O laboratório brasileiro
Nos últimos dez anos, o número de deals envolvendo fintechs brasileiras aumentou significativamente, com o volume total de recursos levantados por essas empresas crescendo exponencialmente no país. São Paulo, a maior cidade do Brasil, alcançou recentemente a 4ª posição na lista de maiores ecossistemas para fintechs, atrás apenas de São Francisco, Londres e Nova Iorque, e à frente de cidades como Tel Aviv, Berlin, Boston e Los Angeles, como mostra o estudo “2021 Global Fintech Rankings”, da Findexable em parceria com a Mambu.

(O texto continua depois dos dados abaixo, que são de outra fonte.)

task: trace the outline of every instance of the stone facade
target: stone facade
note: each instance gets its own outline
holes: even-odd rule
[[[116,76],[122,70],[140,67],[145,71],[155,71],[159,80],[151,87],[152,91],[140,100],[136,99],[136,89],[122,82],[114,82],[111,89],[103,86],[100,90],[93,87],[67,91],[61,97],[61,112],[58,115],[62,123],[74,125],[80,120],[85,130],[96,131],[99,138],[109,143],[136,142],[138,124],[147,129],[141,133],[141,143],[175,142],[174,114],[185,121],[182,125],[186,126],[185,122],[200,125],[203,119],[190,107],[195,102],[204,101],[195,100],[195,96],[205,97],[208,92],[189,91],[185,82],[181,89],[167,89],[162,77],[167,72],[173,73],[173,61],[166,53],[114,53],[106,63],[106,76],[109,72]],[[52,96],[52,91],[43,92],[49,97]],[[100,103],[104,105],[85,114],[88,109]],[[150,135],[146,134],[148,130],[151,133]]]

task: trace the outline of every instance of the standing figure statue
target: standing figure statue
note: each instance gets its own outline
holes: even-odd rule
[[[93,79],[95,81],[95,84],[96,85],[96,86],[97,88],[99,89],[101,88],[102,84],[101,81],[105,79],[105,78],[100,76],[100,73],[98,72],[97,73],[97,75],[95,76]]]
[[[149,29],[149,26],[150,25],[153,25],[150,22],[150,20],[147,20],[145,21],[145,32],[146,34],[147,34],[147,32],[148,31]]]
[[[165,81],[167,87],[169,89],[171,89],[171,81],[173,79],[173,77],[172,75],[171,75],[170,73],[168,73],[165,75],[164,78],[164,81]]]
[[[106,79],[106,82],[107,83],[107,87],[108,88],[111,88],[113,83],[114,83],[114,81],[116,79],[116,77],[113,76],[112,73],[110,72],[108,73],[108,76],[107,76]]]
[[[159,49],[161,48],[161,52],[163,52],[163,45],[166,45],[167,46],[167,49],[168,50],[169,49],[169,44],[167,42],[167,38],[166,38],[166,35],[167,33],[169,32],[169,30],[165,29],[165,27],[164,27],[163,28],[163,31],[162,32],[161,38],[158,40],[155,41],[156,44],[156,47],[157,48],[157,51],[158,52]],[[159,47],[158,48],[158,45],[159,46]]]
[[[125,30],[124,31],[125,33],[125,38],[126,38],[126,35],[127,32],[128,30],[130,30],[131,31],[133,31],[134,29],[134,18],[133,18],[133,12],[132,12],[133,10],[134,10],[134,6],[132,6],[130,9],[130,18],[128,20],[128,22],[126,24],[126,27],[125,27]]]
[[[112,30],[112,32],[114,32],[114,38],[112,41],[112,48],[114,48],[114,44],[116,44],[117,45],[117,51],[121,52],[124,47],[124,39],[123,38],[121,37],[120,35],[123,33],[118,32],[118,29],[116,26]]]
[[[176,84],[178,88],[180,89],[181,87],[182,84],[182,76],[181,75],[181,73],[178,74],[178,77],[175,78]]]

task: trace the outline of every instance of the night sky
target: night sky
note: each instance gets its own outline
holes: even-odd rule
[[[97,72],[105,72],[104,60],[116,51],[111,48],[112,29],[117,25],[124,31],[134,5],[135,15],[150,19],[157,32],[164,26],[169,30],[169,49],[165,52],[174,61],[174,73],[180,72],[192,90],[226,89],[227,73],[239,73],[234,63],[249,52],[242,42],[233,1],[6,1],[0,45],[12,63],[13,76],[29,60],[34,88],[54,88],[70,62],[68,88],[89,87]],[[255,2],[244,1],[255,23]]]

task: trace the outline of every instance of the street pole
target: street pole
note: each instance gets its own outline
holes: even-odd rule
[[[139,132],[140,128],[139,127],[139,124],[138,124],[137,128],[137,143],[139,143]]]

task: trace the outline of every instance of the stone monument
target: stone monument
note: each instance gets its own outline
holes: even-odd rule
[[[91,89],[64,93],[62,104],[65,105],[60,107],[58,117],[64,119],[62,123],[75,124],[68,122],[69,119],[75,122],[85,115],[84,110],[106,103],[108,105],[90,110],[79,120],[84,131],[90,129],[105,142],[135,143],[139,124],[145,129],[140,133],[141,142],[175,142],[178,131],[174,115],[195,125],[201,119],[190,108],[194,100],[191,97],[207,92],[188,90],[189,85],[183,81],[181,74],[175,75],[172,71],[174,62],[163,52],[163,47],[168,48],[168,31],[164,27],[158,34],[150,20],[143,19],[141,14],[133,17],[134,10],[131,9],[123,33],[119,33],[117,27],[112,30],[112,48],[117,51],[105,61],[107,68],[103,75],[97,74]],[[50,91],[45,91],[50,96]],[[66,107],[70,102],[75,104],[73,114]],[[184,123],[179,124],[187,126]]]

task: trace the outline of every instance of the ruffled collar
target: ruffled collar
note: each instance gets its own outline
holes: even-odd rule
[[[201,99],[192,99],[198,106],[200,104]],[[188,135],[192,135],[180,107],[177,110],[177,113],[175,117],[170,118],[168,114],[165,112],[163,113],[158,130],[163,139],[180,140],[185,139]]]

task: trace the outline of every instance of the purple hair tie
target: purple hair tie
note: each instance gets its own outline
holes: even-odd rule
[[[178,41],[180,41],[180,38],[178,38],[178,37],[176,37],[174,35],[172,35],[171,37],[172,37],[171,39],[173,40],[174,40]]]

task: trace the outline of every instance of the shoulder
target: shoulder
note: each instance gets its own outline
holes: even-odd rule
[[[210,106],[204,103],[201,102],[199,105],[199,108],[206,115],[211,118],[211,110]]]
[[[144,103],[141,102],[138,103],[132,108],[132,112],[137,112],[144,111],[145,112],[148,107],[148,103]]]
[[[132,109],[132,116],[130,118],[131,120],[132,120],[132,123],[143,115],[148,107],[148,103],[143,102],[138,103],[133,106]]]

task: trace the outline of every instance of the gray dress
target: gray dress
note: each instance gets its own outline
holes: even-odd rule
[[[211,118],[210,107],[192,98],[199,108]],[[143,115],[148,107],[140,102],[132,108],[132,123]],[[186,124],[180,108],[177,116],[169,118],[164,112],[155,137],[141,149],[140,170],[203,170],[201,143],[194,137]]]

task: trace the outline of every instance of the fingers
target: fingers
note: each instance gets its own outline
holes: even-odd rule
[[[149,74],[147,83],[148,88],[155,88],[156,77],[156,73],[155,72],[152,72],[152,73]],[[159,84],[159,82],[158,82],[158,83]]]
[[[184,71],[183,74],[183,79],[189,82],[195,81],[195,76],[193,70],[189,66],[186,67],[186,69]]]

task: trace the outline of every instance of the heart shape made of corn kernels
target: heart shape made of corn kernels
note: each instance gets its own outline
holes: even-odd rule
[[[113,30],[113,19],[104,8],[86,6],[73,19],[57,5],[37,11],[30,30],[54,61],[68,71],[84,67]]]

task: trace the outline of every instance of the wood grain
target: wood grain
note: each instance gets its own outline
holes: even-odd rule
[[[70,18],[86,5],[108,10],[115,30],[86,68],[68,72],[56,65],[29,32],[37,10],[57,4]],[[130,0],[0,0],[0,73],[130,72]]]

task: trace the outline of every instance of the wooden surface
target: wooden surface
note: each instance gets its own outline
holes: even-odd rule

Esse fato não deveria ser surpreendente, dado o quão amigável o Brasil se tornou para as fintechs que buscam explorar um mercado grande e sofisticado, mas ao mesmo tempo não proibitivamente competitivo. Ao oferecer um ambiente financeiro atrativo, o país se torna o local perfeito para expansão de fintechs extremamente sofisticadas criadas tradicionalmente nos EUA, em Israel e em outros locais mundialmente reconhecidos pela intensa atividade no mercado de venture capital e na indústria.
Além de tal potencial e da quantidade de oportunidades a serem exploradas localmente, a aderência à tecnologia já está culturalmente enraizada no Brasil. Apesar do frágil desenvolvimento socioeconômico do país, uma pesquisa da Fundação Getulio Vargas (FGV) aponta que o Brasil conta com aproximadamente dois dispositivos digitais por habitante, o que vai totalmente a favor das startups que buscam ofertar novas soluções tecnológicas localmente.
A menina dos olhos dos investidores
As fintechs têm inquestionavelmente atraído atenção relevante dos investidores e gradualmente conquistado a reputação de um dos tipos de empresa mais promissores dentro do mercado de venture capital. Em meio aos segmentos de VC mais relevantes, as fintechs estão apenas atrás de Inteligência Artificial e Machine Learning na evolução do valor total de deals concluídos de 2012 a 2020.
Com tamanha consistência no desempenho, tudo indica que o 2º lugar no ranking será mantido com facilidade pelo setor no curto prazo. Além disso, a falta de serviços financeiros sofisticados claramente ainda afeta uma quantidade considerável de países, independentemente do quão tecnologicamente desenvolvidos eles sejam. O uso de soluções tecnológicas desenvolvidas no campo da medicina, análise de dados e diversos outros é muito mais divulgado do que para serviços financeiros. Por sorte, essa realidade já tem se transformado, com oportunidades ilimitadas neste segmento a serem exploradas.
Por fim, vale lembrar que a maioria dos serviços fornecidos por fintechs depende do acesso ao mundo digital. Neste sentido, as tendências de inclusão digital e bancária têm jogado a favor do desenvolvimento de serviços financeiros mais avançados. Estamos atualmente vivendo o que parece ser a próxima grande tendência no mundo financeiro e, olhando para frente, o caminho parece estar livre de obstáculos por muitos quilômetros.